Menurut Khudori, saat ini lahan-lahan sawah yang ada sudah jenuh untuk menggenjot produksi. Karena meski potensinya ada, perlu kerja keras dan ketekunan di lapangan. Terutama memastikan SOP budidaya yang baik dipatuhi dan ditaati. Tentu dengan menyiapkan segala kebutuhan sarana produksi dan input.

“Optimalisasi lahan rawa dan kering pasti butuh waktu. Konsentrasi kerja-kerja teknokratis ke depan mesti diorientasikan ke sana,” kata Khudori.

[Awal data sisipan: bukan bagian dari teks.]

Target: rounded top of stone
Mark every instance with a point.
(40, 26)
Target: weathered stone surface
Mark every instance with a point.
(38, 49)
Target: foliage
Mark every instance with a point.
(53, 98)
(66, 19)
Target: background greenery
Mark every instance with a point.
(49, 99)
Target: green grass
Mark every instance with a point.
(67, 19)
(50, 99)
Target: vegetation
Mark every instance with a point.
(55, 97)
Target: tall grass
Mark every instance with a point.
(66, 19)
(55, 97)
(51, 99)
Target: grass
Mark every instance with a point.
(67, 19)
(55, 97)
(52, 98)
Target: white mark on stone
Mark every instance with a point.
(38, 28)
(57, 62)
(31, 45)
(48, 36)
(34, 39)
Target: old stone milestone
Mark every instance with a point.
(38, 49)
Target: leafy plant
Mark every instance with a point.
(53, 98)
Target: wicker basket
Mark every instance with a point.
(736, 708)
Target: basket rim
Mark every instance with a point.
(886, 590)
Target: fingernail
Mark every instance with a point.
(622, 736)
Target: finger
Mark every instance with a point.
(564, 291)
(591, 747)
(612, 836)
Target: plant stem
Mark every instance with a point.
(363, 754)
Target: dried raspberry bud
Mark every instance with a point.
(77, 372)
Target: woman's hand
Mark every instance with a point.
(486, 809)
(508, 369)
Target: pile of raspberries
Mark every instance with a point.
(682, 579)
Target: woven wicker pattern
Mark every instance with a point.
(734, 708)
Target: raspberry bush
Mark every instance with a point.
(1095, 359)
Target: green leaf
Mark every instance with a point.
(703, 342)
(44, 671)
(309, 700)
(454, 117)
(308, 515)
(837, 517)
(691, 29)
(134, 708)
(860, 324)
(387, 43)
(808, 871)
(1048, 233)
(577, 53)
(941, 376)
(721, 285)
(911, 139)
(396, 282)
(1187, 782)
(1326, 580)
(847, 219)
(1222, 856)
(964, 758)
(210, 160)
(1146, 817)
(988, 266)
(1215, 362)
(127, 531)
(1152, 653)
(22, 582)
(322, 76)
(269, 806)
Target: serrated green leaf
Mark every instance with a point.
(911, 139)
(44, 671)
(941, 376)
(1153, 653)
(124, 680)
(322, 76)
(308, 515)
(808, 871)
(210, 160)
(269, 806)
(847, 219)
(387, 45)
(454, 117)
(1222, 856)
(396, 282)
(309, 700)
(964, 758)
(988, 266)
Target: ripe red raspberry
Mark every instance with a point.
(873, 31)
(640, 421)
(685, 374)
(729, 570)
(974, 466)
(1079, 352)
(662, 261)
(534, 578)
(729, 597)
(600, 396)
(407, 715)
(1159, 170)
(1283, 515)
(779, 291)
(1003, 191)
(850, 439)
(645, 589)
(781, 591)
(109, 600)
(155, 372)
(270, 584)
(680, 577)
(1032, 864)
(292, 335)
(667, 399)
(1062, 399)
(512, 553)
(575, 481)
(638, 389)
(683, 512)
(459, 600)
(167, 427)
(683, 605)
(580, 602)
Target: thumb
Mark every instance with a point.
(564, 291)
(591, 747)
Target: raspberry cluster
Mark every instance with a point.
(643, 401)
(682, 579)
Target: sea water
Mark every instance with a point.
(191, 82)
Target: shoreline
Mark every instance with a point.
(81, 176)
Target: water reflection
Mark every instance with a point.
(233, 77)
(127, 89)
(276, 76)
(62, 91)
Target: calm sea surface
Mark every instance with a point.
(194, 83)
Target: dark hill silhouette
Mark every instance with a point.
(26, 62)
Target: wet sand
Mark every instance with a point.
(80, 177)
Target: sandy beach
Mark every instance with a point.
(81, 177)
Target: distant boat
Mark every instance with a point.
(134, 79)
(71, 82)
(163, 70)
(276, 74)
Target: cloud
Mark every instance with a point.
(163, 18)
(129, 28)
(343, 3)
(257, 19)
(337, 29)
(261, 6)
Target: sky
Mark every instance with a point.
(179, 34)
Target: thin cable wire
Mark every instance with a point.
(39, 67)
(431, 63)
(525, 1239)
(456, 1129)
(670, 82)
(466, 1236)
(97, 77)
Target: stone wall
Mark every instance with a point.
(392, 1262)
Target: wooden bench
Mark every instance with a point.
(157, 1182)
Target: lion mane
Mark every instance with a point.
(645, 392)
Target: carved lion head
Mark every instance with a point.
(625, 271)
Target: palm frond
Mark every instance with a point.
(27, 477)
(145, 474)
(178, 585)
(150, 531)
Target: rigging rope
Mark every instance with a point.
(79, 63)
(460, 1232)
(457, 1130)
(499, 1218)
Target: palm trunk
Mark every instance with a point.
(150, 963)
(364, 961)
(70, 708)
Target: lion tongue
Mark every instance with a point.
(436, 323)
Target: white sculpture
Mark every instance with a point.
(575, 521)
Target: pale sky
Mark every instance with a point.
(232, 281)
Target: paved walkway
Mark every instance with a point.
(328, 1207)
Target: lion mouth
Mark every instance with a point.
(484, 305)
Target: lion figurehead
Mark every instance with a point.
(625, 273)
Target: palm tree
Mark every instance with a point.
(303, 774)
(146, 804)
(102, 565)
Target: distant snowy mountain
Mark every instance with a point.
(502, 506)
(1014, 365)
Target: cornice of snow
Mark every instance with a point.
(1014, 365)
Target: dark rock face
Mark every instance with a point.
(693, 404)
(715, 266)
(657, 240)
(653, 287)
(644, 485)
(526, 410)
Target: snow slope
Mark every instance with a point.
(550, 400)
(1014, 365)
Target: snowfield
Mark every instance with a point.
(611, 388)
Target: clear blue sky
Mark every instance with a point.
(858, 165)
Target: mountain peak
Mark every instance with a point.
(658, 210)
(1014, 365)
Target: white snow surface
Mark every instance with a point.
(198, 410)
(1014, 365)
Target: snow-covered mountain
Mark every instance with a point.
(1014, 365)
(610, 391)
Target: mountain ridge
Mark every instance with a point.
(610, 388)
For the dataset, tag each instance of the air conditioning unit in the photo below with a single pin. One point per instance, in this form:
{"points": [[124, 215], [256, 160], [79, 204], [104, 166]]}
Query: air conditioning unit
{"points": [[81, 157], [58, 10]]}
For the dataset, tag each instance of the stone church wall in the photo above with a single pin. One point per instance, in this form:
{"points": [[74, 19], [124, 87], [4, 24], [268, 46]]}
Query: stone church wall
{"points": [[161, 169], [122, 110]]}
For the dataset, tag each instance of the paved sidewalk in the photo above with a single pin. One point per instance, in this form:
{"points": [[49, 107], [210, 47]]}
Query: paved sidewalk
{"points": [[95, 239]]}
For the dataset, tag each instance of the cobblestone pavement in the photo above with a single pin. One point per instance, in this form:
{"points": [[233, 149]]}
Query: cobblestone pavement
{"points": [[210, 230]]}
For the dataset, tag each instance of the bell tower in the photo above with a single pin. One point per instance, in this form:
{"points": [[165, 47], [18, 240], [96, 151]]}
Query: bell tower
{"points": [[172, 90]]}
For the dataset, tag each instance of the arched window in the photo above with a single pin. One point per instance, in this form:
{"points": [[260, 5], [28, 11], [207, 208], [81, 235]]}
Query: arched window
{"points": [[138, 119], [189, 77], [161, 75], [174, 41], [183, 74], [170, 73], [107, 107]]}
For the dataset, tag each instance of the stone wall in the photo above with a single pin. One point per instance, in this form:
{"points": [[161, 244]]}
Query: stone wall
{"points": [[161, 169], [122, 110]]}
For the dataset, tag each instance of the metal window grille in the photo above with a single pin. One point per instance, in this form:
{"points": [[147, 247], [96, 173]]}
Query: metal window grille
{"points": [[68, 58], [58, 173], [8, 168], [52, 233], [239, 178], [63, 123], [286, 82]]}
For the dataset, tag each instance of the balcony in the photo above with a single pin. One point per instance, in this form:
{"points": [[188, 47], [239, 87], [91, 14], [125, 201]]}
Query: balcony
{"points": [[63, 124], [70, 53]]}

Indonesia Bisa Swasembada Beras, tapi Tidak Komoditas Pangan Lain

Guru Besar Institut Pertanian Bogor (IPB), Dwi Andreas Santoso, mengamini bahwa untuk swasembada beras Indonesia bisa dicapai dengan mudah. Karena menurut definisi FAO, swasembada beras berarti jika produksi lokal dapat memenuhi 90 persen kebutuhan nasional.

“Kalau definisi swasembada berdasarkan FAO sejak 25 tahun kita swasembada terus. Hanya tahun ini saja kita tidak swasembada. Karena impor kita tahun ini di atas 2 juta ton,” ujar Andreas kepada Tirto, Selasa (21/11/2023).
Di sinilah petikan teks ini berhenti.